After seeing how stunning Jennifer Hudson looked at the 2011 Academy Awards, we had to wonder, what is this new PointsPlus system all about? Like the Awards show, the new program seems to be targeting a younger, hipper demographic by working with fashion guru Tim Gunn and singer/actress Jennifer Hudson to give the face of Weight Watchers a fresher image.
To discover more about the new cookbook and the PointsPlus program, we asked Nancy Gagliardi, Weight Watchers Publishing Group Vice President and Editorial Director of the company’s magazine, a few questions.
The book seems to have a wide range of recipes, from healthy salads to richer, more indulgent dishes like baked macaroni and cheese, how does the point system work in the cookbook so that users can balance their diet?
The recipes in this cookbook reflect our new PointsPlus program, the biggest innovation from WW in about a decade. Briefly, the plan focuses on steering consumers to make healthier, more wholesome food choices — so, not surprisingly, the recipes are centered around plenty of fresh foods like fresh fruits and veggies, whole grains, and lean meats… all the good stuff that we know we have to eat more of if we want to be healthier and, of course, lose weight.
How does this new cookbook compare to previous Weight Watcher cookbooks?
I really think this 4th Edition of New Complete is our best yet. Not only did we revise those 500+ recipes, but we went into the revision thinking, “How can we get people back in the kitchen and cooking?” Everyone knows that if you’re trying to lose weight and/or live a healthier lifestyle, you have to become more aware of what you eat, so cooking becomes a priority. So we tried to banish all the roadblocks: We included an entirely new up front section, including lists of all the things you should have on hand (like must-have kitchen tools, and pantry staples for the shelves, fridge and freezer, etc.) so that when you want to cook, you can; specifics on how to measure; the basics on food safety — so important to Americans right now; resources for food items/staples you may not be able to find in your market; and more. Plus there are how-to boxes with photos throughout and hundred of tips on everything from substitutions you can make in the recipes to ideas for rounding out meals. Just tons of good, practical, useable info.

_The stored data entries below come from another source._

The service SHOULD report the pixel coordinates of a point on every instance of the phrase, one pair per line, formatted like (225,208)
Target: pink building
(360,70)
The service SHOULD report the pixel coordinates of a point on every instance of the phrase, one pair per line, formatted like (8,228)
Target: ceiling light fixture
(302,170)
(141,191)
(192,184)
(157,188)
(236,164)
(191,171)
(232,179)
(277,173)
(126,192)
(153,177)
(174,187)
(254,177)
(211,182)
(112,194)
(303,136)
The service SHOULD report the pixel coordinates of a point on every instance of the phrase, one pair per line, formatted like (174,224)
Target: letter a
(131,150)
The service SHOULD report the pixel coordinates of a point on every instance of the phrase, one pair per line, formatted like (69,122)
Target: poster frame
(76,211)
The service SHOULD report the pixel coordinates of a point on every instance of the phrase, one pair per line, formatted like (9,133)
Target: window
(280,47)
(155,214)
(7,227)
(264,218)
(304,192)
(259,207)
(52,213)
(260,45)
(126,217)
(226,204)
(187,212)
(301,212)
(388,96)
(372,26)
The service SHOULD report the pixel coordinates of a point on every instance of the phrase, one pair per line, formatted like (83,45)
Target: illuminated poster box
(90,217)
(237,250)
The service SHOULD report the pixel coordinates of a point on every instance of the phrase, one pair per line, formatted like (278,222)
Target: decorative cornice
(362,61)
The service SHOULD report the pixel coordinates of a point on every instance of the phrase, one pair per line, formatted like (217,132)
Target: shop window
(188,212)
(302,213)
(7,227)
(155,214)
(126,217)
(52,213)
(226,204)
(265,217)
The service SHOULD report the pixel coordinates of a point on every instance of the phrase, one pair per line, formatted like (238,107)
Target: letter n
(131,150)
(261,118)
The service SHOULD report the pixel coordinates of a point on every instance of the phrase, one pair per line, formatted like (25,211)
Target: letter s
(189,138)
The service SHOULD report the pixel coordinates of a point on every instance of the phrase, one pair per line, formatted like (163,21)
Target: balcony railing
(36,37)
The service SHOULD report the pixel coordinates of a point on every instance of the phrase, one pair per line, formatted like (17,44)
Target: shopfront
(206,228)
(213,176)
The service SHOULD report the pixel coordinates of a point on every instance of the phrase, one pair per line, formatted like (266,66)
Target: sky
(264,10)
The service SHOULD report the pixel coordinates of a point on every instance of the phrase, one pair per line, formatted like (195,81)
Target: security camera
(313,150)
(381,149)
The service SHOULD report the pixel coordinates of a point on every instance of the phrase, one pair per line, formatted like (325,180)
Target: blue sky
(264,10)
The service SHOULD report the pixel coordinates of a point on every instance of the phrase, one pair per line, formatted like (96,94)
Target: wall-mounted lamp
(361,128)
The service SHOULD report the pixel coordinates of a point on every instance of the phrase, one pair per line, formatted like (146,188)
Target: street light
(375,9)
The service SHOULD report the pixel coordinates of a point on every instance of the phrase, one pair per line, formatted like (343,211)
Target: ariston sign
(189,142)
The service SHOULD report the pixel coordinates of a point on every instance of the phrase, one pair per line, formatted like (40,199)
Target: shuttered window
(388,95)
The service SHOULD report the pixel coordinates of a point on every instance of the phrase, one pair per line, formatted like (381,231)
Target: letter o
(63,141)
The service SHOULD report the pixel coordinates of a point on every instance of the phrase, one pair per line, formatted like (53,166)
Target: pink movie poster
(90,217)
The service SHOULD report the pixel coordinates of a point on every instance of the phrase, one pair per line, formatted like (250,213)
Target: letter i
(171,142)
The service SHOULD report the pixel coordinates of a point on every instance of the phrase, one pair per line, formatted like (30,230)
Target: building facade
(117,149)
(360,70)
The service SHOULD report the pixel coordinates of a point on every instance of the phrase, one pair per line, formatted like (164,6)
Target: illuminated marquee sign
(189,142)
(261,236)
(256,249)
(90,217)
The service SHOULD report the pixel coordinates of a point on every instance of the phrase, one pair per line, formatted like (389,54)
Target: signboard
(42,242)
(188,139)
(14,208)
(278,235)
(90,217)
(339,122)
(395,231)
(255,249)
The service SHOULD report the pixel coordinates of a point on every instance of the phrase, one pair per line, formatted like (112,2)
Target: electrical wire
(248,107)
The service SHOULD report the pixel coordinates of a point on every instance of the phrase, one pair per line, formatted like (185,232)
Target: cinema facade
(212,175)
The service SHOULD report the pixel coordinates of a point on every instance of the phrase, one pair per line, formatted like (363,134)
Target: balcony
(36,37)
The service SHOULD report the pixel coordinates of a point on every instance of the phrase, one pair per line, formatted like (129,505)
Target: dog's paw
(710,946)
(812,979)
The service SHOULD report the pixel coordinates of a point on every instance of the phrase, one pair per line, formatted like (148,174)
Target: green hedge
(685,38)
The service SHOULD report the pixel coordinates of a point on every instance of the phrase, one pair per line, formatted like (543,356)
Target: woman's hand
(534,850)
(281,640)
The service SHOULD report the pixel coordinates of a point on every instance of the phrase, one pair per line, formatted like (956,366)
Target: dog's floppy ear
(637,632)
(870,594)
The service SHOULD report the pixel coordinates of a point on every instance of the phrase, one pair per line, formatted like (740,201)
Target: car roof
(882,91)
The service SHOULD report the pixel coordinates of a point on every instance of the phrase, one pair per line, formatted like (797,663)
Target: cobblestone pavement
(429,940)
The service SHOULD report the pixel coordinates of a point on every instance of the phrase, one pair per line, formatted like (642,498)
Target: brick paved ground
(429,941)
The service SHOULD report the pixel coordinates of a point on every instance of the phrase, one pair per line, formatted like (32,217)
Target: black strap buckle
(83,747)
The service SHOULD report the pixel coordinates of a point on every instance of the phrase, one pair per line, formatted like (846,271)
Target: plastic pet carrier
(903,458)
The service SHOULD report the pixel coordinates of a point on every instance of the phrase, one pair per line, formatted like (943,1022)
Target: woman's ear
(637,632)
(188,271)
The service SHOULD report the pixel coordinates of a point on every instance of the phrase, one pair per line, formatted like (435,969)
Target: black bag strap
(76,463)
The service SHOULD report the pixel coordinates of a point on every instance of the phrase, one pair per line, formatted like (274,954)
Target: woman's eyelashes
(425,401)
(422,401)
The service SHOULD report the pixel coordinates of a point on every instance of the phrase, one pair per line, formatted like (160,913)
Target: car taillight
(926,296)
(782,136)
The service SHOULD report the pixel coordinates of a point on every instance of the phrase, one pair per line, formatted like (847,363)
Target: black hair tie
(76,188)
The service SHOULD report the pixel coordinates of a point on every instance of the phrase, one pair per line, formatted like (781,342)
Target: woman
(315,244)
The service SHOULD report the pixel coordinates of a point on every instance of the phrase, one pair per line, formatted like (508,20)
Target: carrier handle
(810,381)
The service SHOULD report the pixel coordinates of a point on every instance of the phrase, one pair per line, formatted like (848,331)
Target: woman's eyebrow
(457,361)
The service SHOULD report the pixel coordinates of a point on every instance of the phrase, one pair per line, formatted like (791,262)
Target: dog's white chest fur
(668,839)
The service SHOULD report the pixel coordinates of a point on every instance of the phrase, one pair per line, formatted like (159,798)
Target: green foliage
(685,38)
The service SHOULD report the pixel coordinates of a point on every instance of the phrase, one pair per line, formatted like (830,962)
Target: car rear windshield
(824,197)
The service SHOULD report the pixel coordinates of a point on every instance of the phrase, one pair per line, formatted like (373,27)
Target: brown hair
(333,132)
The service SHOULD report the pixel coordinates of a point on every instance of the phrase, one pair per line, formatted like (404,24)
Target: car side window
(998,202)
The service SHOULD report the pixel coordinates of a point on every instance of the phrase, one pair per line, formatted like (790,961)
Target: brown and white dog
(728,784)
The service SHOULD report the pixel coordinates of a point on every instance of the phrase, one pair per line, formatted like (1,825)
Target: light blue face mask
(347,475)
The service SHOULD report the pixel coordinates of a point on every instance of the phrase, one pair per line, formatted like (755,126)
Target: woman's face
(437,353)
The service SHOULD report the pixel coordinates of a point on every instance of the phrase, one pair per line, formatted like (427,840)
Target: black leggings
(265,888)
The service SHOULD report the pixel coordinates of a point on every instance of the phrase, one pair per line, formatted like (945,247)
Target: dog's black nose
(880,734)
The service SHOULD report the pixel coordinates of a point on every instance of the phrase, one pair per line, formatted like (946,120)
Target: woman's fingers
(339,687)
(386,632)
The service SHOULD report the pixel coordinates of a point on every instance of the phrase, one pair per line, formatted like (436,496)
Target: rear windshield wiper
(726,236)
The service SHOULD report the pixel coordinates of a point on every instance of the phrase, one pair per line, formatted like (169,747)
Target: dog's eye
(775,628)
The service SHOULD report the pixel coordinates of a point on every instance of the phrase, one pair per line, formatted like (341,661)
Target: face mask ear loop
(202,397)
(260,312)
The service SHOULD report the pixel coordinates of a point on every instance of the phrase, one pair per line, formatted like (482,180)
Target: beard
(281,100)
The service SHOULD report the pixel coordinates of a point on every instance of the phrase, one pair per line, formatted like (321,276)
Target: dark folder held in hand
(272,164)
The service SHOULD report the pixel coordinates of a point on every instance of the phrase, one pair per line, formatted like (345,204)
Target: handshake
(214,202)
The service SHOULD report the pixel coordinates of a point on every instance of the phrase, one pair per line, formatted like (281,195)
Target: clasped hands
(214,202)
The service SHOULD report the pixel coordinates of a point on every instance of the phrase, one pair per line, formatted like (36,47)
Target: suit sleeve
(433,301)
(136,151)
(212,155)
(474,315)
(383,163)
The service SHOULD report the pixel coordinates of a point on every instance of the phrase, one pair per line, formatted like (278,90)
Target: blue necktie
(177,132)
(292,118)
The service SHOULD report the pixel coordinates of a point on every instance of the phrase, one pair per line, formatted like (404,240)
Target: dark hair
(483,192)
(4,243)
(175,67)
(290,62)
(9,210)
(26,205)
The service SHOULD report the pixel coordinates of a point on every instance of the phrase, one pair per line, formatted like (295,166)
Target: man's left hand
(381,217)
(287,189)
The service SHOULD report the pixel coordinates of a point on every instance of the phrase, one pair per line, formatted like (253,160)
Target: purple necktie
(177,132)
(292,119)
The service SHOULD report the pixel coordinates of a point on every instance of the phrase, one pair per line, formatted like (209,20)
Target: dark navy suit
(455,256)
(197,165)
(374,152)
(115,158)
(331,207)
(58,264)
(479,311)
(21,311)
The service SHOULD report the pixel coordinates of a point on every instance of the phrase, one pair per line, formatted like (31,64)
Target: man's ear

It’s been mentioned that the new cookbook is aimed at reflecting the way Americans are eating today, how would you say it accomplishes that and what has changed?
When we sat down to look at the recipes we really wanted to weed out the ones that we felt (while still good recipes) really defined an era when cooking with “different” ingredients (like sun-dried tomatoes, for example) signified that something was exotic. Now, people regularly will cook — or are game to try — recipes that use regional Chinese, Southeast Asian, or Indian flavors. So we’ve included far more dishes with bigger, bolder flavors — without bypassing those classic American favorites (like the baked macaroni and cheese, meatloaf, etc.). We also worked hard at making the recipes easy to prepare with fewer steps. Our recipes tend to be very clearly written (we seldom get questions from confused consumers/readers on our directionals), but we didn’t want to overwrite so that the recipes were so long, people wouldn’t try them. I think we struck a nice balance on all fronts.
Who developed the recipes?
A core group of creative developers and food editors we regularly work with who understand the WW program, as well as the latest news and ideas that are swirling throughout the food world.
Why were there no cocktail recipes in the book?
Interesting question. Guess I was being biased: I’d rather eat my Points than drink them. Maybe in the next revision we’ll include a chapter — thanks for the idea.